Creating artful, innovative, and positive Experience at Artsy matters because it’s essential to achieving our mission. In order to “make all the world’s art accessible to anyone with an internet connection,” Artsy must become a powerful and positive force in the art world, which is no small feat in a highly competitive and critical landscape. The art, design, and hospitality worlds are closely aligned and constantly collaborating, so by demonstrating that we’re thinking and actively contributing to a creative discourse in all aspects of our brand, and not just our online presence, we will build trust and credibility within the world we hope to work and collaborate within.

Artsy team members — at HQ and global offices — gather weekly for catered team lunch. Stay tuned for more on our Food & Beverage program in a future post.

Our company values state that that we value “Quality Worthy of Art,” we believe that “People are Paramount,” and we strive to embody “Openness” and “Positive Energy.” We’re also constantly exploring the nexus of “Art x Science.” I believe that our physical spaces can embody these values, in much the same way our products, organizational structure, and communication style should. Intentional spatial and aesthetic decisions made with a strong point of view can provide the literal, concrete example of what our company strives to achieve in the digital world. In the past, Artsy hasn’t prioritized these elements, which makes sense. As a startup we’ve had to prioritize and allocate resources and time to where they most mattered — into our core products. But as we grow in size and visibility, our actions across diverse parts of the company will increasingly inform our social capital, and therefore our success.

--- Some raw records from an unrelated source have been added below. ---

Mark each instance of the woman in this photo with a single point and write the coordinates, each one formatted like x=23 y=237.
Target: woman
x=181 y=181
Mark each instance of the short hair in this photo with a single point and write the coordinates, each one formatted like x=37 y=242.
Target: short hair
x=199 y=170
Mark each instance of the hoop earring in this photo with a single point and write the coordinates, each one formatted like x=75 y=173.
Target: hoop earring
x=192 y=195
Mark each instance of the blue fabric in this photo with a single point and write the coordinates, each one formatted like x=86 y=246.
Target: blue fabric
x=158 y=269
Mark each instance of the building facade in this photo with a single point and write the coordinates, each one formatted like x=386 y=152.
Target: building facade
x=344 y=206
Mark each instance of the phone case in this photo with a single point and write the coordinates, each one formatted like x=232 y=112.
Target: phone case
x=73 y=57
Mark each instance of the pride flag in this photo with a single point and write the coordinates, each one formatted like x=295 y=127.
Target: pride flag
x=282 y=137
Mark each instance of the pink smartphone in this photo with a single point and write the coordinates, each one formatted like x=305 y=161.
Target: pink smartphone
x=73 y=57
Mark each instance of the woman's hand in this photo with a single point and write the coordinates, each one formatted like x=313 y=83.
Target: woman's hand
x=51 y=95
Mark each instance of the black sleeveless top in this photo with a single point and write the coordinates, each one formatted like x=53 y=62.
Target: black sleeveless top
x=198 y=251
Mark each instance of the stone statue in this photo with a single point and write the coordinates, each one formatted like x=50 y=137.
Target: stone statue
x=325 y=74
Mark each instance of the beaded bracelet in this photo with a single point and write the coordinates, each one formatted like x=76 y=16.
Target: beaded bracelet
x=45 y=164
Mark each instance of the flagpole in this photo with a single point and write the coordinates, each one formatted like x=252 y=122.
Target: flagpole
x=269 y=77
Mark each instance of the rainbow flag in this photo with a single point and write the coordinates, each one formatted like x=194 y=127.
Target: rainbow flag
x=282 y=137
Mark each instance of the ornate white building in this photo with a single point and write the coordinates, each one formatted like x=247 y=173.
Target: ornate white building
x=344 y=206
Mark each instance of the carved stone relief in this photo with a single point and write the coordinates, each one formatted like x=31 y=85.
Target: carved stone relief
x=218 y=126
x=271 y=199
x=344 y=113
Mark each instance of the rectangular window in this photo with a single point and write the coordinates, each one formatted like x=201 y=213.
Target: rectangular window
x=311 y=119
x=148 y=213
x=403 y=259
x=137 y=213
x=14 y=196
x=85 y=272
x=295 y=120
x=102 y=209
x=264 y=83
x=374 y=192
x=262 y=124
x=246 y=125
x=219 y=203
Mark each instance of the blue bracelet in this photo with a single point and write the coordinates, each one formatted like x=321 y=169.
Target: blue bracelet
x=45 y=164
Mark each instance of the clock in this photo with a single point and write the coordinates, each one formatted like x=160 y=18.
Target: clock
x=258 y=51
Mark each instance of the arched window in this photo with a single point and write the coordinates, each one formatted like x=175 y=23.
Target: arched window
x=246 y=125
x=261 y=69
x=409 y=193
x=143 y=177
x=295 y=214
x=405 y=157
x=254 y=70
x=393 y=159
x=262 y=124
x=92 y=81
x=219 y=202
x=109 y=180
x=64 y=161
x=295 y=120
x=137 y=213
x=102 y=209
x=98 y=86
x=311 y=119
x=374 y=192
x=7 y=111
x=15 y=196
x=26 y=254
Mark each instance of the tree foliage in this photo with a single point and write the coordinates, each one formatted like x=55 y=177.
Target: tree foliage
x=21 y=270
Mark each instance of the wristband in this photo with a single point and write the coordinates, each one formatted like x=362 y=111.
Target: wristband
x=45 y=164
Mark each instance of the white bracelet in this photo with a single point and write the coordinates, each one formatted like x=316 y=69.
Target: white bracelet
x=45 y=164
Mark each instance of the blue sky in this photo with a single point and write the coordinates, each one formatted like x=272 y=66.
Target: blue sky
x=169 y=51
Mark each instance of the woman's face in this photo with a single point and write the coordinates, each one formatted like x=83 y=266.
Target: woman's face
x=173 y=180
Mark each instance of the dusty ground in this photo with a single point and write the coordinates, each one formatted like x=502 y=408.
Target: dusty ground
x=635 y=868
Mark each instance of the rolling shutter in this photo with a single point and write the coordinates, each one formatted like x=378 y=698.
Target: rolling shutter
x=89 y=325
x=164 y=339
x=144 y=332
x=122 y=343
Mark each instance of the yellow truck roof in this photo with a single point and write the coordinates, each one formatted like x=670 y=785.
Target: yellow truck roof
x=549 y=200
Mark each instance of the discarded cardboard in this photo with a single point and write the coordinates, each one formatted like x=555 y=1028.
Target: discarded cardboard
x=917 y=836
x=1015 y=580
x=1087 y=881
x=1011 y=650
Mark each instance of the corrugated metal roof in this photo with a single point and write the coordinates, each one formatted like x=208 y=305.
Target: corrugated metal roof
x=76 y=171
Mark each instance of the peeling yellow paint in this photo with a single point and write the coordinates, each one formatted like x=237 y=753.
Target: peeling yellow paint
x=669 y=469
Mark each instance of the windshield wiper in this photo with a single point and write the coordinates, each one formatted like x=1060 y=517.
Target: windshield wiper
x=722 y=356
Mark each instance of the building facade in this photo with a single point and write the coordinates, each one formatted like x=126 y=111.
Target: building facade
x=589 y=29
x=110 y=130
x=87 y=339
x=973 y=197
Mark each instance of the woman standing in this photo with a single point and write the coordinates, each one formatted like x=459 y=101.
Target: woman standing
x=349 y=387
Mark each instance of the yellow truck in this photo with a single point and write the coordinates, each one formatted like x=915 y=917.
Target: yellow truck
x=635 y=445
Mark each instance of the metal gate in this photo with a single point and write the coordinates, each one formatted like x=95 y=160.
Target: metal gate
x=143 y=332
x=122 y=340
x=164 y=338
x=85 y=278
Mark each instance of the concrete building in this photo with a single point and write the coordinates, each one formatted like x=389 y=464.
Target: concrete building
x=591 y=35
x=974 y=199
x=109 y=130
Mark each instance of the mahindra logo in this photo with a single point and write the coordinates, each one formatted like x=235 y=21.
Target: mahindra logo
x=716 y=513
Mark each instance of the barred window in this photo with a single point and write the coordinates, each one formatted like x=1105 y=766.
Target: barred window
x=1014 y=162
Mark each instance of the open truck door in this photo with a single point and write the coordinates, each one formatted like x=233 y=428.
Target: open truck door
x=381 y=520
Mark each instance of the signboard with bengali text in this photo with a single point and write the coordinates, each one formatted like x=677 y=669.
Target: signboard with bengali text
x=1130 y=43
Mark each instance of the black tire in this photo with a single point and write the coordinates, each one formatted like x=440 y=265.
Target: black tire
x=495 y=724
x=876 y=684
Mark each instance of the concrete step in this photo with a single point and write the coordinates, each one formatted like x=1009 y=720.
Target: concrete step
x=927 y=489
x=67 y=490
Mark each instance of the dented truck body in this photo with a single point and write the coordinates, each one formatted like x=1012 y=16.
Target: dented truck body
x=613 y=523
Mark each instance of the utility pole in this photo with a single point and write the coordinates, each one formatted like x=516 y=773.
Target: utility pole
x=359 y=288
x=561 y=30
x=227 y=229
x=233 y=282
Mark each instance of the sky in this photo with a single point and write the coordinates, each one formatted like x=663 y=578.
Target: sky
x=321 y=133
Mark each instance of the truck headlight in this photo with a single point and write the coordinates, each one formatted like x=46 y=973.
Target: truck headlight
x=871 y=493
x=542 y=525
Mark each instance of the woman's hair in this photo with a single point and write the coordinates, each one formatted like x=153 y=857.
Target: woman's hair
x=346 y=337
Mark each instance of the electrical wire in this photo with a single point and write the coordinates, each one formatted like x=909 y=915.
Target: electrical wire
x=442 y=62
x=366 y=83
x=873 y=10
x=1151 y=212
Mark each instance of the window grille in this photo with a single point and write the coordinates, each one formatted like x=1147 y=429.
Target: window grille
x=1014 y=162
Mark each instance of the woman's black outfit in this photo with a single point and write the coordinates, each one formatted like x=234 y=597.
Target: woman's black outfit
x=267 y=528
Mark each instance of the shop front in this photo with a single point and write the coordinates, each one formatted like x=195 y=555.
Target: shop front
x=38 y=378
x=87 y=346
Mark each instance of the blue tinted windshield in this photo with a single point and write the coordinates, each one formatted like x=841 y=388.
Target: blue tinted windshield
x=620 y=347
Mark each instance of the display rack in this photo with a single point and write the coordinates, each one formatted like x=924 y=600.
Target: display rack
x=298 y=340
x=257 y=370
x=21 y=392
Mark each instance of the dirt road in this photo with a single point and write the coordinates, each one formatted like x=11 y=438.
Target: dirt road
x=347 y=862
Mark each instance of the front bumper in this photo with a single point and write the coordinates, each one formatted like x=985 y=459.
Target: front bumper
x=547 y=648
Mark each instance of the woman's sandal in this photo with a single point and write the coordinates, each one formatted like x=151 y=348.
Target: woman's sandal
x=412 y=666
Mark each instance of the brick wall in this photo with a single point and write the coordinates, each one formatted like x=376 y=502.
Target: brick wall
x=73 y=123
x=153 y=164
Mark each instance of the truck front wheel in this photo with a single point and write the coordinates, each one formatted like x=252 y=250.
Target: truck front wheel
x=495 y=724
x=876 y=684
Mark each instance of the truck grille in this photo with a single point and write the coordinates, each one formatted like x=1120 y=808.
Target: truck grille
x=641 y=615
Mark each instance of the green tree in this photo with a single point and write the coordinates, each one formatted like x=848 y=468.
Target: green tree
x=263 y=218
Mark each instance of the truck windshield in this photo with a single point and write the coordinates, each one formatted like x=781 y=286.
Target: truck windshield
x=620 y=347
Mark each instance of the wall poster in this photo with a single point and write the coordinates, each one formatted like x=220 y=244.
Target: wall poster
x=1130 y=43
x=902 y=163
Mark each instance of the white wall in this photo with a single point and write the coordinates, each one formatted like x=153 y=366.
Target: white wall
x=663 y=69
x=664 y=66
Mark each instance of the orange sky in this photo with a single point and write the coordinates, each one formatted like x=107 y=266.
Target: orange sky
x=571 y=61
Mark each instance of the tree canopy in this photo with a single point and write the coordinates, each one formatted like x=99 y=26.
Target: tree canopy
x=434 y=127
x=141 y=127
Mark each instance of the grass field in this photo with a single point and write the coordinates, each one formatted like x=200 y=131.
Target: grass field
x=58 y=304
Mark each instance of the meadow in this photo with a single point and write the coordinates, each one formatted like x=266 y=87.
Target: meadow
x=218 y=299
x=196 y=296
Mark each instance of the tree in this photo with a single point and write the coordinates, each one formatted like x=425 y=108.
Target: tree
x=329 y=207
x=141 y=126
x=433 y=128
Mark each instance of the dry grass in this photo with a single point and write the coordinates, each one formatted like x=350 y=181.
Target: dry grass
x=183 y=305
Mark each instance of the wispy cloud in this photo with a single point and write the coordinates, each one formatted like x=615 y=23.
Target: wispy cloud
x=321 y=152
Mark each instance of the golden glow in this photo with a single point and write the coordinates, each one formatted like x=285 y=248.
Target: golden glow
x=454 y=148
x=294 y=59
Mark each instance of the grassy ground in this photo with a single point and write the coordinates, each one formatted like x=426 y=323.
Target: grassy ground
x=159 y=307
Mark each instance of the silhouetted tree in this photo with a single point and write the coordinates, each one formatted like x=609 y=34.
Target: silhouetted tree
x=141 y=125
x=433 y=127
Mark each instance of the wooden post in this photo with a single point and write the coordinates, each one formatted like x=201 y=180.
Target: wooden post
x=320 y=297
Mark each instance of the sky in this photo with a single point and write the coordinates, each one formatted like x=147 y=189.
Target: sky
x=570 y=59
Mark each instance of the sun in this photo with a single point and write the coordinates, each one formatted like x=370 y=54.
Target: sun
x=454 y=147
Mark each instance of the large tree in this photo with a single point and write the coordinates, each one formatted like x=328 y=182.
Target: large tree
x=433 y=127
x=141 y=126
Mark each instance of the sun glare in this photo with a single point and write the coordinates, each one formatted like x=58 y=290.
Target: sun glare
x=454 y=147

To align the Experience of visiting or working at Artsy with our aesthetically and functionally mature online platform, our team is adopting an art- and hospitality-focused approach to Experience. We’ve partnered with design furniture company Hem to bring modern, fresh, and relevant design to our offices. We’ve begun designing and implementing a wellness-focused Food and Beverage program because we want to be part of a global dialog around healthy, ethical sustenance. And we’ve begun to add depth and variety to our internal events programming, so that we’re able to better create spaces and experiences that speak to the growing diversity of our team.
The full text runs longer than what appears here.